Austin si sdraiò sul prato, portando le mani a congiungersi dietro la testa.
Ormai il suo sguardo era rivolto soltanto al cielo con quelle poche stelle che si vedevano nonostante la semi-illuminazione dei lampioni che li circondavano.
"Ci pensi troppo secondo me. Come hai detto tu, ora è tutto perfetto."
Anche la ragazza si sdraiò, ma su un lato, per poter guardare Austin e magari capire qualcosa dall'espressione del suo viso.
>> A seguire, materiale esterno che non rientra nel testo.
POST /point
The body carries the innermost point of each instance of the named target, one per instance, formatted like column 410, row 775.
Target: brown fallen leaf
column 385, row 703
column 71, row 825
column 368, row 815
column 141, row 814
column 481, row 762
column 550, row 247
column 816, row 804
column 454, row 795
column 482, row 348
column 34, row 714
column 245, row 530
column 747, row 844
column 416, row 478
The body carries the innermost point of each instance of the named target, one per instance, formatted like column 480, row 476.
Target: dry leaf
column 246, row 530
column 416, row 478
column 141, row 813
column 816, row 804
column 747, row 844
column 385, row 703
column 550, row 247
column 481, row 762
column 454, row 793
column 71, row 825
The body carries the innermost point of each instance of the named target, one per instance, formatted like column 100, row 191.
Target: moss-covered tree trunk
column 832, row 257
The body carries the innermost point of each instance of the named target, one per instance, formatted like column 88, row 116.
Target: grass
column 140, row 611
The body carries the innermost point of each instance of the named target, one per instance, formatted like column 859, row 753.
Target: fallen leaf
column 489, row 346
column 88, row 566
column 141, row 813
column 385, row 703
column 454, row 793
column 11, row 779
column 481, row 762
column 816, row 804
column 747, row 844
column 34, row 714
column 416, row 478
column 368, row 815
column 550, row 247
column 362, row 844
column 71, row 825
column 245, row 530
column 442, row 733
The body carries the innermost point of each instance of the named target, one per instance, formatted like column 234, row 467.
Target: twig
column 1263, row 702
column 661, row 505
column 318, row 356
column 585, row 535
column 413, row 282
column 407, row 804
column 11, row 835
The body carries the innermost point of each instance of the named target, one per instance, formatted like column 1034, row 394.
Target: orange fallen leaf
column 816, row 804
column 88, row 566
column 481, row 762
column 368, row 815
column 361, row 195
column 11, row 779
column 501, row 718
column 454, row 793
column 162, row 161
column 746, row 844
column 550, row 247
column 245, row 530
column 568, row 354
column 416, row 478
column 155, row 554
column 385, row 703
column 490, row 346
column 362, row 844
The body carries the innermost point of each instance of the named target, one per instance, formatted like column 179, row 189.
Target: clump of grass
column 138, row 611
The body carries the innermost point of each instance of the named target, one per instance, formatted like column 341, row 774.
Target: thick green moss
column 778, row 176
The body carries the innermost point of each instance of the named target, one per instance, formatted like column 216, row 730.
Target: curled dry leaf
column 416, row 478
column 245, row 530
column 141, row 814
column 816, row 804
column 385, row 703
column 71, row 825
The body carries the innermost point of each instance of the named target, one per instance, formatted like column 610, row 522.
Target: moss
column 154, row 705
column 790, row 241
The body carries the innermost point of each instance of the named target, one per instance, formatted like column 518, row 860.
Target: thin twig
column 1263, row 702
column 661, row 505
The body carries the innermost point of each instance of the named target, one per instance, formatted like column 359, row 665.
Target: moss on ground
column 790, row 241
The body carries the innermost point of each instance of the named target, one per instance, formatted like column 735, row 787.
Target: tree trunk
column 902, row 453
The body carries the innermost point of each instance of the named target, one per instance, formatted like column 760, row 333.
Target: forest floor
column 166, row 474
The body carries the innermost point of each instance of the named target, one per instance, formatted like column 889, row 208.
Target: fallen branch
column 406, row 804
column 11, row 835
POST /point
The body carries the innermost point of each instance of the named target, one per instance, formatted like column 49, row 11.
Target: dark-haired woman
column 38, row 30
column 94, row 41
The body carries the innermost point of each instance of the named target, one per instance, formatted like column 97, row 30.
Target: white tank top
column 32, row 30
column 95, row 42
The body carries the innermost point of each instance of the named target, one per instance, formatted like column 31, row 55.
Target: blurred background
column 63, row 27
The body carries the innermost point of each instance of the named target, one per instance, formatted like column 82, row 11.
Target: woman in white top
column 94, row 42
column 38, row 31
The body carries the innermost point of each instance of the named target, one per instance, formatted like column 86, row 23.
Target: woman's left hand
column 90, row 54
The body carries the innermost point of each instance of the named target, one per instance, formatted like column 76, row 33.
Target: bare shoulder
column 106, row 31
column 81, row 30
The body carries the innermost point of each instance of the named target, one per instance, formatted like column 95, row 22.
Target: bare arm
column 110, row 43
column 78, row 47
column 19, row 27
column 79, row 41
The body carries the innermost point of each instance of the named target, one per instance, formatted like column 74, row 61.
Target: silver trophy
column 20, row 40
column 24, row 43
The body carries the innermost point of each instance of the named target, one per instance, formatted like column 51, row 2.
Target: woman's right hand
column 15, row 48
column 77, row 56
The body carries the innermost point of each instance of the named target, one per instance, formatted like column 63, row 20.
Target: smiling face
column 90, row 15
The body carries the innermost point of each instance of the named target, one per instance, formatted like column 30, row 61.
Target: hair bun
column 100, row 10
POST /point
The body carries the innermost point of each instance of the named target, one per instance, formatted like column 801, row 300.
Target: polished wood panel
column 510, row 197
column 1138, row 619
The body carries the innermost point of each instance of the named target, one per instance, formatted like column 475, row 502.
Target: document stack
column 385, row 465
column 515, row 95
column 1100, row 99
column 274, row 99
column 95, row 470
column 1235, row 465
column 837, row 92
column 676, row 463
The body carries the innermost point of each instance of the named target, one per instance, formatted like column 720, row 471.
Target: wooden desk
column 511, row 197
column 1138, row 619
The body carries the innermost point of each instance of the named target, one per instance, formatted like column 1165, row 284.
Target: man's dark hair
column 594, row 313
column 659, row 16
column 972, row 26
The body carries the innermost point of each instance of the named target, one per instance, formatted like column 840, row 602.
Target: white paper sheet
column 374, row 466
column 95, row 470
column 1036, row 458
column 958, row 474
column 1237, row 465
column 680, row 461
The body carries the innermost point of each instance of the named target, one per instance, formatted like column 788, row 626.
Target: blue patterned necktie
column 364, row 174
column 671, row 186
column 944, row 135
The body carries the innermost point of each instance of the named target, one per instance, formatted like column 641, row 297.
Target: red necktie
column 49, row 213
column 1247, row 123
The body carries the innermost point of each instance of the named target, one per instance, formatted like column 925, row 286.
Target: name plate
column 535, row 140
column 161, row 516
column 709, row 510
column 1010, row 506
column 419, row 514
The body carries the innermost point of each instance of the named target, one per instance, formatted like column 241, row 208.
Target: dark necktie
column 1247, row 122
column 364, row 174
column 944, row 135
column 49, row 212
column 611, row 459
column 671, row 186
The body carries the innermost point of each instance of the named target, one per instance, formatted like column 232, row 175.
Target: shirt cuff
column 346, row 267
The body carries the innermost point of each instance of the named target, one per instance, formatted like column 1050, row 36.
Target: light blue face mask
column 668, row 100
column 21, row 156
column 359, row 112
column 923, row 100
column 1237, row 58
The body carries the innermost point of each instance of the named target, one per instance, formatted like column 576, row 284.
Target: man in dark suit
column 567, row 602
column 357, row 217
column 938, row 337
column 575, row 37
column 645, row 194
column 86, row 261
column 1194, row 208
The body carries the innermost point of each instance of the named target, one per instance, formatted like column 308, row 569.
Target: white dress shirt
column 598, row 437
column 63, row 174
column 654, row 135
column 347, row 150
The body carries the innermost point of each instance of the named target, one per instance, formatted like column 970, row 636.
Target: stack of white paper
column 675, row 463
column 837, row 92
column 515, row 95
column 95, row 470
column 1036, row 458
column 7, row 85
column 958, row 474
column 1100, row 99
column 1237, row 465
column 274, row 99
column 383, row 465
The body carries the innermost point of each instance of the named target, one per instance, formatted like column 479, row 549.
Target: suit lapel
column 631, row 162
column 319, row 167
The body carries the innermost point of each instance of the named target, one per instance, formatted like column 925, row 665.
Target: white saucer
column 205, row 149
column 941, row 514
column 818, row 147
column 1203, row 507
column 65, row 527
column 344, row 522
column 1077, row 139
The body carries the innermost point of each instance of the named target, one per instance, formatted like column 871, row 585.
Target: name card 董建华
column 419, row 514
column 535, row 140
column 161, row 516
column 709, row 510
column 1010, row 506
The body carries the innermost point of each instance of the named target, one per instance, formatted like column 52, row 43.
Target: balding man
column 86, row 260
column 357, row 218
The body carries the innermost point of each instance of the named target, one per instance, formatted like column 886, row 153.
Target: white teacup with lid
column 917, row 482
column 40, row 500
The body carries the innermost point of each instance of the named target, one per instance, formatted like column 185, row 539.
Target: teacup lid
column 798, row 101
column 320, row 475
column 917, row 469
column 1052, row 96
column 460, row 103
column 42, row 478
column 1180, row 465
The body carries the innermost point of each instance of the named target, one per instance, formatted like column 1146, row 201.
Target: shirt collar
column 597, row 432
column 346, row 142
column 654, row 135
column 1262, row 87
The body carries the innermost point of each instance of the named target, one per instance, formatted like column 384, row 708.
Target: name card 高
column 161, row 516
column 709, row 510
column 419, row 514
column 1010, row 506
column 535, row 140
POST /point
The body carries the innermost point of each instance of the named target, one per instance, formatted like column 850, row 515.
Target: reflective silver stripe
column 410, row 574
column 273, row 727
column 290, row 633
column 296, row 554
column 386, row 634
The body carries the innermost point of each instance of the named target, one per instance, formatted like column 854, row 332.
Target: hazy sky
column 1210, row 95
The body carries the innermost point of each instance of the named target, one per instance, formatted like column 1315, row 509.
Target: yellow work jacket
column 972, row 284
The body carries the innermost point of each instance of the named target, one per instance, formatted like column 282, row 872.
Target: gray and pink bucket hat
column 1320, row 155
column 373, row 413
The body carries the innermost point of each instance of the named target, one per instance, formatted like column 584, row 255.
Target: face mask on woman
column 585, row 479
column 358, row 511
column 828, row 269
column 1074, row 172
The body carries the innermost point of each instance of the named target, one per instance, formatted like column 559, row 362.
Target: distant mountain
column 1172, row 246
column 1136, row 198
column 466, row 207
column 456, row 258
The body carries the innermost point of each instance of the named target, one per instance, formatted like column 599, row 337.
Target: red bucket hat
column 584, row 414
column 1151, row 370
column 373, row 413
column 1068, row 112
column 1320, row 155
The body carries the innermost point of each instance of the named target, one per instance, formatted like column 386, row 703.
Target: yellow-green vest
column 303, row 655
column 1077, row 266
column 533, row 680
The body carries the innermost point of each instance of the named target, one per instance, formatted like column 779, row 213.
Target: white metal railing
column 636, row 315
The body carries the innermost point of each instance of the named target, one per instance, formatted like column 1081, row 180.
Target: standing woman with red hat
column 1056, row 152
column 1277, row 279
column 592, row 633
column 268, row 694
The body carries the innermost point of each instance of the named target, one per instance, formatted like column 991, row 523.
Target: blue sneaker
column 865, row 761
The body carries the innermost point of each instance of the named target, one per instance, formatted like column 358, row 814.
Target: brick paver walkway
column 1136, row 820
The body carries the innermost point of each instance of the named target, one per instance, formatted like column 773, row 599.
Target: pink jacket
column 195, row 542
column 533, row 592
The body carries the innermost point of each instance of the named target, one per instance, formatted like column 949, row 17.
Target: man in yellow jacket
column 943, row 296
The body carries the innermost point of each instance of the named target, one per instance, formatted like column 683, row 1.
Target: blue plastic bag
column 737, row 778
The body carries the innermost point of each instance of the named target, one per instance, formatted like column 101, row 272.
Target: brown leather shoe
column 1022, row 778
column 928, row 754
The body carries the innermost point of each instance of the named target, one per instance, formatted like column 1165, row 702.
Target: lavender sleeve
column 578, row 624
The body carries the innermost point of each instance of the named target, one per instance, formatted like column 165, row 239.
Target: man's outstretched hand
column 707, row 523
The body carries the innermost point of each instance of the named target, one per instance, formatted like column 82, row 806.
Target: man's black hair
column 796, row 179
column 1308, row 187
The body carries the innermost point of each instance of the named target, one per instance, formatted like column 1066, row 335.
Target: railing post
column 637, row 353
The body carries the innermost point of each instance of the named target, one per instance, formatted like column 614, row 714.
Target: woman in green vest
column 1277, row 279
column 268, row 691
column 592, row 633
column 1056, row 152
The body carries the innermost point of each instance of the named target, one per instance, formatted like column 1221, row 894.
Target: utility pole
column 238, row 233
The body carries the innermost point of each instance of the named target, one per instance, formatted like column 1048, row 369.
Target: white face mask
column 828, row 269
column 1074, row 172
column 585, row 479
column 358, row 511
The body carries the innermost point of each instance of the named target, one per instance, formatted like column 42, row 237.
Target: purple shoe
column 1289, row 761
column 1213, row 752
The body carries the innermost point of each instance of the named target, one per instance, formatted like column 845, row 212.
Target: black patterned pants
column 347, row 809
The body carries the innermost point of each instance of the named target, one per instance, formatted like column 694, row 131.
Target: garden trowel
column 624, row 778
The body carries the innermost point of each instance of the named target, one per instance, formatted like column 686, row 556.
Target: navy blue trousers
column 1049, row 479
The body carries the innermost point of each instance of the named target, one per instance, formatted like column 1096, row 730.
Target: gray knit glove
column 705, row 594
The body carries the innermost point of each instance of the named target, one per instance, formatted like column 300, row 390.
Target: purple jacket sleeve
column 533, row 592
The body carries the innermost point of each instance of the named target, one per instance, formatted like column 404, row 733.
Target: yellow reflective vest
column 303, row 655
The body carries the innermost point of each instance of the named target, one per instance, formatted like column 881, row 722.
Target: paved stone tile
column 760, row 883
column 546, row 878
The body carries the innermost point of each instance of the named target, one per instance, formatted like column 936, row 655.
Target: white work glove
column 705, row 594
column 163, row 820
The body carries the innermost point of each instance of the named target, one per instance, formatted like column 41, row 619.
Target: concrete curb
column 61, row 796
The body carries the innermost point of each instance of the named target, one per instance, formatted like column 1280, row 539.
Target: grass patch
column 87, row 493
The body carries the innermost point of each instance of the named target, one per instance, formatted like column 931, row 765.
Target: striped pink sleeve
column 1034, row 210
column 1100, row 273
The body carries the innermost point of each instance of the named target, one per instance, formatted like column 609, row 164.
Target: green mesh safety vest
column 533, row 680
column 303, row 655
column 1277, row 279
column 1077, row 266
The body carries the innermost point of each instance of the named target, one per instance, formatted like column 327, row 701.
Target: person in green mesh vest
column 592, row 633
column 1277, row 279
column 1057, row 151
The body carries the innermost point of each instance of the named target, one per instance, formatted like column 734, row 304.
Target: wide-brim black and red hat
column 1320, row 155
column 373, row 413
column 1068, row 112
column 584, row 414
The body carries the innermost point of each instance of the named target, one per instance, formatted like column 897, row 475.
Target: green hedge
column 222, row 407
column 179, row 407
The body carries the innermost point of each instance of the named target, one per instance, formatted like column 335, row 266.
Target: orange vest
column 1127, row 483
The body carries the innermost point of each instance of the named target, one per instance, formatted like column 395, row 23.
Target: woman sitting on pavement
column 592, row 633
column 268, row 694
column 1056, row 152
"Si, ma tutto questo è nuovo per me, fin troppo nuovo. Prima di Christopher non ero mai stato con un ragazzo, prima di quest'anno avevo solo un amico a questo mondo, prima non volevo più neanche sentir parlare di mio cugino. Invece ora è tutto diverso... Un anno fa non pensavo neanche lontanamente di potermi innamorare di un ragazzo, non lo avrei creduto possibile. A quel tempo pensavo solo a come andare a letto con la ragazza di turno e a cosa dire a Cam quando sarei tornato alle 4 del mattino. E nonostante io sia migliorato in meglio, qualcosa dentro di me non va. Che io abbia qualcosa di sbagliato?"
Austin all'inizio sembrava sicuro, ma quel tono era andato pian piano scemando ed era diventato più insicuro e le sue labbra avevano iniziato a tremare leggermente.
Lui e Kat avevano un rapporto particolare.
Era iniziato tanto tempo fa, quando ancora Chris ed Austin non stavano insieme.
Lei lo aveva aiutato e lui grazie a quella ragazza, anche se in piccola pare, era riuscito ad avvicinarsi di più a Chris.
Gli aveva solo chiesto di osservare quel ragazzo biondo e minuto che si trovava nella sua stessa classe.
Forse a quel tempo nessuno dei due ragazzi ancora non se ne era accorto, ma probabilmente quei due erano già innamorati l'uno dell'altro da tempo.
E lei se ne era accorta.
Probabilmente era stata la prima.
Indubbiamente non era stato facile per i ragazzi, ma nonostante ciò c'erano riusciti e ora vivevano il loro amore, nonostante non fosse tutto rose e fiori, ma ai suoi occhi era comunque il più bello al mondo.
Kathrin voleva provare a rassicurare quel ragazzo che, a tutti era sempre apparso forte e determinato, ma che ora guardava il cielo con le labbra tremanti e mille dubbi nel cuore.
A Kat erano sempre piaciuti gli abbracci, perché l'avevano sempre aiutata e confortata in ogni situazione, quindi decise di aiutare così Austin.
Quando il ragazzo si sentì stringere da una leggera morsa aprì gli occhi e si ritrovò la ragazza dai capelli rossi con la testa appoggiata sulla sua spalla.
"Sono solo dubbi, non possono farti niente. Tu continua ad amare Chris come hai sempre fatto e vedrai che andrà tutto bene."